A continuación, la cámara sale al exterior. Contemplamos a la gente abandonar el recinto. Algunas personas se giran hacia la puerta de salida. Sobre el escenario vemos a algunos agentes de policía. Pronto sabremos que el colectivo teatral posee una característica muy especial, se trata un grupo de presos: la obra representada es el final de un proceso reducativo, llevado a cabo por un profesor de teatro con alguno de los hombres allí recluidos.
El hallazgo de los Taviani consiste en la visualización de todo el proceso de aprendizaje. La radicalidad de una decisión llevada hasta sus últimas consecuencias cuaja una obra de vasto calado estético-experimental: el espectador asiste a varias escenas de los ensayos en las que los actores exponen una implicación personal completamente entregada.
Se difumina la realidad para ellos. El espacio carcelario se convierte en el espacio ideado en el imaginario del dramaturgo inglés. Los Taviani son capaces de visualizar el aislamiento, la concentración, el gozo de unos hombres que logran su propia libertad personal inmiscuyéndose ansiosamente en la placentera cárcel de un personaje teatral que los hace escapar a su realidad. La obligación del texto teatral memorizado los transporta a una instancia empática que supera las rejas, los pasillos, las llaves de las cerraduras de las celdas donde viven.
La realidad queda difuminada por la fuga en la que se inmiscuyen adoptando la identidad de un personaje de la obra. El film no es el documental de un experiencia redentora. No nos hallamos ante un mero teatro filmado con cámara de cine, sino ante la exigencia de una decisión escénica furiosamente pertinente.

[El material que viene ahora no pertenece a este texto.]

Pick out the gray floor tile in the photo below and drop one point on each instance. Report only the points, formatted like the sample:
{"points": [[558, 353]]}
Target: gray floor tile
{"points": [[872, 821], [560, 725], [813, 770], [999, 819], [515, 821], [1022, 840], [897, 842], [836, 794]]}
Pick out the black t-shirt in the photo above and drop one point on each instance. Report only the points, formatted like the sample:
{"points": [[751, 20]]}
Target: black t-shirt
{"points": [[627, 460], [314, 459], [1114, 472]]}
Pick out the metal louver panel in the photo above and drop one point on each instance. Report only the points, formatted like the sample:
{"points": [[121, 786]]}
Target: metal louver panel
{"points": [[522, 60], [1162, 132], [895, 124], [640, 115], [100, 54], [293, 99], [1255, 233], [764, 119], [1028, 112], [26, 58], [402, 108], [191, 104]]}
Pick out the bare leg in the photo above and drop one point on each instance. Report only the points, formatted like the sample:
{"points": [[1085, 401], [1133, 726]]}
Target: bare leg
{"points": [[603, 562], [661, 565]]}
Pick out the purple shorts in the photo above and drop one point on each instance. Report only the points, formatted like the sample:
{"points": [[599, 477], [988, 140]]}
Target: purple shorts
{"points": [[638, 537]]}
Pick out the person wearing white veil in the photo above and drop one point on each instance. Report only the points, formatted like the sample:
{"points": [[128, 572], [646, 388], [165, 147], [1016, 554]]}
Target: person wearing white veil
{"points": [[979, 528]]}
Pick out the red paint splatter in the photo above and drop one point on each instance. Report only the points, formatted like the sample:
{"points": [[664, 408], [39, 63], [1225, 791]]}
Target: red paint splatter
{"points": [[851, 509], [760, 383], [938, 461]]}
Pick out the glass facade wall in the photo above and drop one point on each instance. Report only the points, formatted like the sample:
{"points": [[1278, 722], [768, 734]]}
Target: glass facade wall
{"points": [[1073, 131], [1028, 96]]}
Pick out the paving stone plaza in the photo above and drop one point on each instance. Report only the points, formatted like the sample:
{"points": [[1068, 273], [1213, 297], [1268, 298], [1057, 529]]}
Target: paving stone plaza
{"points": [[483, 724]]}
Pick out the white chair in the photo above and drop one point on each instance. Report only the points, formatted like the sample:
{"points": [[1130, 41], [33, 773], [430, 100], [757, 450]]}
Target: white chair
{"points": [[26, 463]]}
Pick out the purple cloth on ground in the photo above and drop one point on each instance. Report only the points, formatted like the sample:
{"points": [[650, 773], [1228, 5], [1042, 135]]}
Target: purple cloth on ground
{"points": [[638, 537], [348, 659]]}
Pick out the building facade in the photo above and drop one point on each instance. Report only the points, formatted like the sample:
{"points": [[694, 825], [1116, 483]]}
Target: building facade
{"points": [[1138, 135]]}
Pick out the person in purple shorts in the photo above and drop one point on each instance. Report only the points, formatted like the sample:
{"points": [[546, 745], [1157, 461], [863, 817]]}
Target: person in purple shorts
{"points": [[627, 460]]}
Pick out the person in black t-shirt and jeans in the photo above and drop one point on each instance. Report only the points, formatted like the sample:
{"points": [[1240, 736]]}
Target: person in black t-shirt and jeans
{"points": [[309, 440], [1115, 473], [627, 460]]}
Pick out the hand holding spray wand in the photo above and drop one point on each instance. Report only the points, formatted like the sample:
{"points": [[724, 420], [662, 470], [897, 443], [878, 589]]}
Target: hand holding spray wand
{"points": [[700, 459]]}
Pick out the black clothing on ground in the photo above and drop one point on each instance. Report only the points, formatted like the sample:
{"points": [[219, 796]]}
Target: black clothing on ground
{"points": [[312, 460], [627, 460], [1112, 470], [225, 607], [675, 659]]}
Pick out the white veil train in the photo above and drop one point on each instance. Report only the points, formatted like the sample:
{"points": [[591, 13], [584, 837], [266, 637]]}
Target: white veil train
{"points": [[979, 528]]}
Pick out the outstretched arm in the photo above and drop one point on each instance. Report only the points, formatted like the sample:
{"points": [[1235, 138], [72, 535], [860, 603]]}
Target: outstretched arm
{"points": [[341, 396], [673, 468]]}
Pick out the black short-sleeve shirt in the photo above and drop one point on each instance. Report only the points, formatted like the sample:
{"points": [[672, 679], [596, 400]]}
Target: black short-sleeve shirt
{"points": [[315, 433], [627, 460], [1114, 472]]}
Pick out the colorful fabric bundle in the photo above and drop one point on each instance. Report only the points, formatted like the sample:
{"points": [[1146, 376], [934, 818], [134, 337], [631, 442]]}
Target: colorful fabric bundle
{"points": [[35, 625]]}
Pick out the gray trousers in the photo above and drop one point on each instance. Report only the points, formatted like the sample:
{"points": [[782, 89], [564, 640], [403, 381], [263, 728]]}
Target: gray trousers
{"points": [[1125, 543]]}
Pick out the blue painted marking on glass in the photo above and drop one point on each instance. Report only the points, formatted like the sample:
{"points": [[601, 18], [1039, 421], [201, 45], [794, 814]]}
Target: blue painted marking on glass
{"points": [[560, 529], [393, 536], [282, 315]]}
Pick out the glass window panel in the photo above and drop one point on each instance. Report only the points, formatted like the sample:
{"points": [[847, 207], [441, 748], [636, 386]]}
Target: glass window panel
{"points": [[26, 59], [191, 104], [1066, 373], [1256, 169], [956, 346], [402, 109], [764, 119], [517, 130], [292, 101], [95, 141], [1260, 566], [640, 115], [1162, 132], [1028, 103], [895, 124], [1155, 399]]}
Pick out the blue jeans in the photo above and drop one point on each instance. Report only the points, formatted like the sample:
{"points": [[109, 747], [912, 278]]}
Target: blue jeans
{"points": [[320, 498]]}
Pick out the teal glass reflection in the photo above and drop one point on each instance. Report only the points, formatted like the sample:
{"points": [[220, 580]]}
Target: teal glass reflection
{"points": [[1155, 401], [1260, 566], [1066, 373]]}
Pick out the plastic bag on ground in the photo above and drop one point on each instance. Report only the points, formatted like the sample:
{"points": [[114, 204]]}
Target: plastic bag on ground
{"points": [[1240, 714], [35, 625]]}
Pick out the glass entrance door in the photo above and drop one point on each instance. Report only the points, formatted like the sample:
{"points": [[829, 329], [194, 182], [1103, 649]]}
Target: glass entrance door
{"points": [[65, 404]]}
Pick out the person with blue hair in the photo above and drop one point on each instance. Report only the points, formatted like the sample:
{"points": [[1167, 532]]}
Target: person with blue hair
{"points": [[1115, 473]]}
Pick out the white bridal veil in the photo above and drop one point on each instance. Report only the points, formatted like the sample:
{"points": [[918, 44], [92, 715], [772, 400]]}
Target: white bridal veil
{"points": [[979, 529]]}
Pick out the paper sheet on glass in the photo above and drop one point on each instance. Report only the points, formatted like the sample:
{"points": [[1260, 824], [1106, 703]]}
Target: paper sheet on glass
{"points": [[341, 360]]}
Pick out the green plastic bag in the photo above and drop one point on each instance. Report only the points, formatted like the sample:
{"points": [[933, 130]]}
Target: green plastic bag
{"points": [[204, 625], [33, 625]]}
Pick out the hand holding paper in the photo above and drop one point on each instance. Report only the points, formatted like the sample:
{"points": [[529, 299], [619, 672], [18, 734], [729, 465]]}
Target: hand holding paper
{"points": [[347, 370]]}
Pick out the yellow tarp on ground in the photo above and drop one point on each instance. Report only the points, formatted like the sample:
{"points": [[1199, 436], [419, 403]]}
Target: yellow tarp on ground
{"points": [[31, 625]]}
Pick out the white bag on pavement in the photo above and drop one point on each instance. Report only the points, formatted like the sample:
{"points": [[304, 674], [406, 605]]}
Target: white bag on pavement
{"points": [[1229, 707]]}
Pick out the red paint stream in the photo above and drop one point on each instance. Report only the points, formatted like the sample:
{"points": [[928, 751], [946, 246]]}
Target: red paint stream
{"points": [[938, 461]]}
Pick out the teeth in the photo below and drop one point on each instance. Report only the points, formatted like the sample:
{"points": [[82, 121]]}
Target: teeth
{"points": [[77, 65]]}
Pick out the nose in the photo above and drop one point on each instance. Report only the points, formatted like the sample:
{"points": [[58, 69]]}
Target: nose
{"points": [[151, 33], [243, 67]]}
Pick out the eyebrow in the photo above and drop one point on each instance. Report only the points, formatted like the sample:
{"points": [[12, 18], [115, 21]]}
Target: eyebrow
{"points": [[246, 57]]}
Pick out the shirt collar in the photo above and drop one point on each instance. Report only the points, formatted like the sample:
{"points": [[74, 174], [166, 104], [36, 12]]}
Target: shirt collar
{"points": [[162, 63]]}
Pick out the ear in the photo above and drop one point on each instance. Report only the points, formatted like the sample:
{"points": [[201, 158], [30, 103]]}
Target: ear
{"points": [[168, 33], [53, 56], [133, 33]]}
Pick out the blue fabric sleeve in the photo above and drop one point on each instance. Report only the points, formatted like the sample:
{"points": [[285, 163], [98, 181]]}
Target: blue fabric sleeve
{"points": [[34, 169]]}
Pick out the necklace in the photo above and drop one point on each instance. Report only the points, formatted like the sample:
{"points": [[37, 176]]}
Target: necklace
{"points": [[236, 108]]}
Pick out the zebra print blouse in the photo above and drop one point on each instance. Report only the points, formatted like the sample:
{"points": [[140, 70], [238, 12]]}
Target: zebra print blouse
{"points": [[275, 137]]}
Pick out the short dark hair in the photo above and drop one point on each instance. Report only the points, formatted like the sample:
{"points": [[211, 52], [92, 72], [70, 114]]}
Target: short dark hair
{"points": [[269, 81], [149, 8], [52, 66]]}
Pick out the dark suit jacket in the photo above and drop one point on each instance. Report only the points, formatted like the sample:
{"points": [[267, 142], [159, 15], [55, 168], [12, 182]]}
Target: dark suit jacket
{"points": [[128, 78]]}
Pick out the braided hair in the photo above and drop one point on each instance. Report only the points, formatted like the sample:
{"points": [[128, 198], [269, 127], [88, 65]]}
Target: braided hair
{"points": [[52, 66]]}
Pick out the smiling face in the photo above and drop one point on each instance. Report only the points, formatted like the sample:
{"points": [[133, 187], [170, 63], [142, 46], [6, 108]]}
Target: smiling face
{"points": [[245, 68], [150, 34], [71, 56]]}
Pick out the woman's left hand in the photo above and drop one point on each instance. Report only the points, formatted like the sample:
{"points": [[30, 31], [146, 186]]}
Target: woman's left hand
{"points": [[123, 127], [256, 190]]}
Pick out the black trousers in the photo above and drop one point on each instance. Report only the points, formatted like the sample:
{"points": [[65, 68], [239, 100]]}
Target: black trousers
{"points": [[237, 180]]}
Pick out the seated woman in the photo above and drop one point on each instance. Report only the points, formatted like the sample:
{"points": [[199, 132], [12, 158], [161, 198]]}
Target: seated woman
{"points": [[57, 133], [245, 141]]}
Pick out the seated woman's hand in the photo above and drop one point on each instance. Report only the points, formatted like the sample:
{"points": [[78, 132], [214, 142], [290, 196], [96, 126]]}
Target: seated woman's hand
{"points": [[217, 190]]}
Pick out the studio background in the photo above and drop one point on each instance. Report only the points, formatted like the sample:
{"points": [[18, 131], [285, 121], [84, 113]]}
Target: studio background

Lo real es el apasionamiento liberador de los reos. Sin un solo subrayado, sin ningún intervalo explicativo, ciñéndose porosamente a los rostros de unos actores no profesionales interpretándose a sí mismos, los hermanos Taviani no retrotraen a la época en la que, por ejemplo, Passolini fue posible. Una obra mayúscula, que ya ha puesto el listón muy alto para batirla este año.